Somewhat similarly, when texts say "sample i.i.d $X_1,\ldots, X_n \sim \mathcal{N}(\mu, \sigma^2)$" what exactly does this mean? By what process do we actually accomplish this? Does this just mean that we explicitly choose a bunch of functions $X_k: \Omega\to \mathbb{R}$ satisfying equality of distribution functions $F_{X_k}(\alpha) = \Phi(\alpha)$ and independence of laws: $\mathcal{P}_{(X_i, X_j)} = \mathcal{P}_{X_i}\times \mathcal{P}_{X_j}$?
Any intuitive clarifications would be really helpful! Huge plus if there's a nice way to formalize these methods for sampling and sampling i.i.d etc.
 A: I'm going to assume two things:
(i) On the interval $(0,1)$, we can define a probability measure that gives each inverval of the form $(a,b)$ with $0<a<b<1$ the measure $b-a$.
(ii) On the product set $(0,1)^n = (0,1) \times \cdots \times (0,1)$ ($n$-dimensional unit box), we can extend the measure from (i) to a new probability measure that gives each rectangle of the form $(a_1,b_1) \times \cdots \times (a_n,b_n)$ with $0<a_i<b_i<1$ measure $(b_1-a_1) \cdots (b_n-a_n)$.
In words, we are assuming that we have a way of measuring subsets of $(0,1)$ and $(0,1)^n$, respectively, that will return the length of an interval and the volume of a box, respectively, when applied to these simple sets.
To generate a single random variable $X$ with the $N(\mu,\sigma^2)$ distribution, you proceed as follows: Define the measurable function $X: (0,1) \to \mathbb{R}$ (on the probability space defined by the measure in (i)) so that $X(u) = F^{-1}(u)$ for any $u \in (0,1)$, where $F$ is the cdf of a $N(\mu,\sigma^2)$ random variable. ($F$ is continuous and strictly increasing, so it is invertible.)
To see that $X$ so defined has the correct distribution, note that for any $x \in \mathbb{R}$, we have
$$
P(\{X \leq x\}) = P(\{u : F^{-1}(u) \leq x\}) = P(\{u: u \leq F(x)\}) = P([0,F(x)]) = F(x).
$$
This is a way to define $X \sim N(\mu,\sigma^2)$ as a measurable function from $(0,1)$ to $\mathbb{R}$.

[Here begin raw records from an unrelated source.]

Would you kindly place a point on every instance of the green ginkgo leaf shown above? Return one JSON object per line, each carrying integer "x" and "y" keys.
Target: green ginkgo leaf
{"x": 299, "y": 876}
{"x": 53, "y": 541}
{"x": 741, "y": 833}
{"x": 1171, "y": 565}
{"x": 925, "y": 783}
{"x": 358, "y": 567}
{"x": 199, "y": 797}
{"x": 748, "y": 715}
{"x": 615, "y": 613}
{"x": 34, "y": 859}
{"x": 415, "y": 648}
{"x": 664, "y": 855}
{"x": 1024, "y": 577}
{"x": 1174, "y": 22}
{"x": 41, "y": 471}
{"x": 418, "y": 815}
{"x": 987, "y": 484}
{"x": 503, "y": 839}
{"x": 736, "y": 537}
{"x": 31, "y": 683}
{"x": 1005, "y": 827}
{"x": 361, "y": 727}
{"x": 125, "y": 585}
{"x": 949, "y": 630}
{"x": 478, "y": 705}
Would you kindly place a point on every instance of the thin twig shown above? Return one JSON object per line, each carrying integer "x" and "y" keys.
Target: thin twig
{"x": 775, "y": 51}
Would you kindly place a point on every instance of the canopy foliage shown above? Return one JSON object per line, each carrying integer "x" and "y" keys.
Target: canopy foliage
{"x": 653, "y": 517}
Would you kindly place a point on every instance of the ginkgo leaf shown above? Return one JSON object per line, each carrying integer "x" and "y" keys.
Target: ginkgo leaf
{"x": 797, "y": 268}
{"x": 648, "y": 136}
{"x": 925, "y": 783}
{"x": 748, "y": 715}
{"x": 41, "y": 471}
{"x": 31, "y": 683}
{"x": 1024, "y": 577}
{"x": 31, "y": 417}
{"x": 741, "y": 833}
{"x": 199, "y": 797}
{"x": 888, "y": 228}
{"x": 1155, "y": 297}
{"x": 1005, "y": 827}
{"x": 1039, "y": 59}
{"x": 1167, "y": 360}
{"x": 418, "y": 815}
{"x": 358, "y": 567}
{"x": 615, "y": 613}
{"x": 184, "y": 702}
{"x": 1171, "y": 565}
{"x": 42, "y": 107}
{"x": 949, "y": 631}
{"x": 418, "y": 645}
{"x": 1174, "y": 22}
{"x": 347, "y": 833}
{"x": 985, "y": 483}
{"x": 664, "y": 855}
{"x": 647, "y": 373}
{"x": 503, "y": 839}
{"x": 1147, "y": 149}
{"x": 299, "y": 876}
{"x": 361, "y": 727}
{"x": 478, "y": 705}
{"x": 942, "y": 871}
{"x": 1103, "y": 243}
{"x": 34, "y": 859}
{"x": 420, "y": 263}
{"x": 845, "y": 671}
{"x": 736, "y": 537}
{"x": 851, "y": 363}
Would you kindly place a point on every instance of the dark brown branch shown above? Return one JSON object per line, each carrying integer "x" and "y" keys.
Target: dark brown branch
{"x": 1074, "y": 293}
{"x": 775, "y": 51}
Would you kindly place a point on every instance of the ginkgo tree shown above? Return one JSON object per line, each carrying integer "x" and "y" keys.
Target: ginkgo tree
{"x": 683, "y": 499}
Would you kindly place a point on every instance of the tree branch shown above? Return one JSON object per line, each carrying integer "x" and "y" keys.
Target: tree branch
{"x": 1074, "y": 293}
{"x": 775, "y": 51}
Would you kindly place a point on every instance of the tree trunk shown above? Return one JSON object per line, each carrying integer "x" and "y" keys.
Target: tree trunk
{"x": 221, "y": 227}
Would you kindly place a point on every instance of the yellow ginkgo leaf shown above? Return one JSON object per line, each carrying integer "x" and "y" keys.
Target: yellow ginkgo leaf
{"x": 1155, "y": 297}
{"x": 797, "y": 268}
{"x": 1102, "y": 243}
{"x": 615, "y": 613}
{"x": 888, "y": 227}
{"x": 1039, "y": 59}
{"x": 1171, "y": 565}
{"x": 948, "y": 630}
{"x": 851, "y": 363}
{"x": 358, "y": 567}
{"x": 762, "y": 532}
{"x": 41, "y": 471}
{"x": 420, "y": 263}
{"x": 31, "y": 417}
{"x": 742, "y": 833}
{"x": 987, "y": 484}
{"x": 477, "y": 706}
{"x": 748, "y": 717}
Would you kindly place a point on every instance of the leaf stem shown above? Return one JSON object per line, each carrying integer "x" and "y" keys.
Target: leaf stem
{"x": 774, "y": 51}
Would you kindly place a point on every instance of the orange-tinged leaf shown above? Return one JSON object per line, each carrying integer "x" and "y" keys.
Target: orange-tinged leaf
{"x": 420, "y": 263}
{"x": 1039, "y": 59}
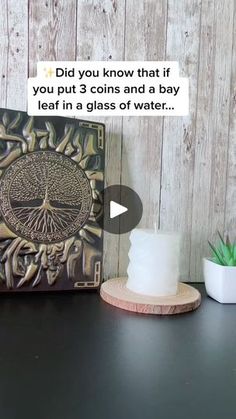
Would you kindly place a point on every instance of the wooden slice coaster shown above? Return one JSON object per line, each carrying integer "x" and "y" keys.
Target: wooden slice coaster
{"x": 114, "y": 292}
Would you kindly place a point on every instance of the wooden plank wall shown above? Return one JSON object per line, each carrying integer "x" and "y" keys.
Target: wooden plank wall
{"x": 184, "y": 168}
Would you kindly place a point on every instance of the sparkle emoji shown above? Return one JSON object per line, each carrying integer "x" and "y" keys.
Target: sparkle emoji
{"x": 49, "y": 72}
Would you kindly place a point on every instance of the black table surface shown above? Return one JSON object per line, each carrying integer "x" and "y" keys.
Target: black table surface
{"x": 73, "y": 356}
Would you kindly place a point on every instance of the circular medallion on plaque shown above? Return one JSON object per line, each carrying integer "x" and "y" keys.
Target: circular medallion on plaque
{"x": 45, "y": 197}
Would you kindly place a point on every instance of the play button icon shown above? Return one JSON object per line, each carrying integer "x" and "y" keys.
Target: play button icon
{"x": 122, "y": 209}
{"x": 116, "y": 209}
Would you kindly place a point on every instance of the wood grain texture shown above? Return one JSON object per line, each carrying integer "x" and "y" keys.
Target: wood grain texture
{"x": 13, "y": 53}
{"x": 142, "y": 137}
{"x": 184, "y": 169}
{"x": 115, "y": 293}
{"x": 230, "y": 210}
{"x": 100, "y": 36}
{"x": 212, "y": 128}
{"x": 52, "y": 31}
{"x": 179, "y": 133}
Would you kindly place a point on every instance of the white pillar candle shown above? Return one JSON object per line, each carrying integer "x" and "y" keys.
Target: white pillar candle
{"x": 154, "y": 262}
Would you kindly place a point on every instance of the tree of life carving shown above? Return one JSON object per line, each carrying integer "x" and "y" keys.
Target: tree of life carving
{"x": 47, "y": 195}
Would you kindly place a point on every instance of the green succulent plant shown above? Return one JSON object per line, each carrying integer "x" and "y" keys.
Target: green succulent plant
{"x": 225, "y": 253}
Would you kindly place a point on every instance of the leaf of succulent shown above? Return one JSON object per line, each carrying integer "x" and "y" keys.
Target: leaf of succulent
{"x": 217, "y": 254}
{"x": 226, "y": 251}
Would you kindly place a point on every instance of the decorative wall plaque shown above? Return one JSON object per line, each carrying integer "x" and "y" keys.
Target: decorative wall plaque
{"x": 51, "y": 178}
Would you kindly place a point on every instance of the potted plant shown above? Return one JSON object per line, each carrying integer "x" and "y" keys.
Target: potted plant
{"x": 220, "y": 271}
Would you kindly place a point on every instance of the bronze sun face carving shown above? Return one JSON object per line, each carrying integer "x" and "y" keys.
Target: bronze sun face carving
{"x": 51, "y": 175}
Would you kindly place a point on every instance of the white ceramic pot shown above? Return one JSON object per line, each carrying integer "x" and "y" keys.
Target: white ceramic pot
{"x": 220, "y": 281}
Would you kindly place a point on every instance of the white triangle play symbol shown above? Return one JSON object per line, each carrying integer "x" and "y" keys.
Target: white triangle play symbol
{"x": 116, "y": 209}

You can then define $n$ independent copies $X_1,\ldots,X_n$ as follows: First create a function 
$$
X(u_1,\ldots,u_n) = (F^{-1}(u_1),\ldots,F^{-1}(u_n))
$$
from $(0,1)^n \to \mathbb{R}^n$. Then define the coordinate maps 
$$
\pi_i(x_1,\ldots,x_n) = x_i
$$
from $\mathbb{R}^n \to \mathbb{R}$ for $i=1,\ldots,n$. The composite functions $X_1 = \pi_1 \circ X,\ldots,X_n = \pi_n \circ X$ then give you $n$ random variables that are all defined on the same probability space $(0,1)^n$, with the measure given in (ii). By using the fact that $\{X_i \leq x_i\} = [0,F(x_i)]$ (by the same argument as above), and the fact that the measure of a box is its volume by (ii), you can easily show that $X_1,\ldots,X_n$ are i.i.d. with distribution $N(\mu,\sigma^2)$.